Sylvia says: "I love a boxplot because it tells the whole story without making me count every acorn. The long whisker here is a big clue that a few households earn way more than most."

This MicroSim simulates household incomes in a city (in thousands of dollars). The distribution is intentionally right-skewed, so the median sits closer to Q1 than Q3, and the mean typically sits above the median. Toggle the high-income outlier to see how a long upper whisker highlights inequality.

Key features:

  • Right-skewed income data generated each time you click “New city sample”
  • Five-number summary shown beneath the plot
  • Mean marker to compare mean vs median
  • Outlier toggle to emphasize long upper whiskers
  • Individual points overlay to reveal household-level variation

Lesson Plan

Learning Objective

Students will interpret a right-skewed boxplot by identifying the five-number summary and comparing mean and median.

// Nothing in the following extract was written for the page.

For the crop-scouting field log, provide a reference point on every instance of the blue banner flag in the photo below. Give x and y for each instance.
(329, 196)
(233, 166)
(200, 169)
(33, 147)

Bloom's Taxonomy Level: Analyze (L4)

Bloom's Verb: Interpret

Prerequisites

  • Understanding of quartiles and median
  • Familiarity with boxplots

Suggested Duration

10-15 minutes for guided exploration

Classroom Activities

Activity 1: Spot the Skew (5 minutes)

  1. Load the default view and ask students: "Which whisker is longer?"
  2. Have them explain what the long upper whisker implies about very high incomes.
  3. Ask: "Where is the median compared to Q1 and Q3?"

Activity 2: Mean vs Median (5 minutes)

  1. Keep the mean marker visible.
  2. Ask: "Is the mean above or below the median? Why?"
  3. Increase the inequality slider and observe how the mean moves.

Activity 3: Inequality Without Raw Data (3 minutes)

  1. Hide the individual points.
  2. Ask: "What can we say about inequality just from the boxplot?"
  3. Toggle the outlier and discuss the change in the maximum.

Discussion Questions

  1. Why does the median stay closer to Q1 in a right-skewed distribution?
  2. How does a single high-income outlier affect the maximum and whisker length?
  3. What does the distance between Q1 and Q3 tell you about typical households?

Assessment Opportunities

  • Quick write: "Describe the distribution using center and spread."
  • Compare two boxplots (before/after higher inequality) and interpret the change.

Common Misconceptions to Address

  • The mean equals the median: Show how skew pushes the mean upward.
  • Whiskers are averages: Clarify they show data ranges, not means.
  • Small box means low values: Emphasize that box size shows spread, not level.

Technical Notes

  • Built with Plotly.js
  • Responsive layout for iframe embedding
  • Incomes generated from a log-normal model and clamped to realistic bounds

Reminder: Create a screenshot named household-income-boxplot.png for social media previews.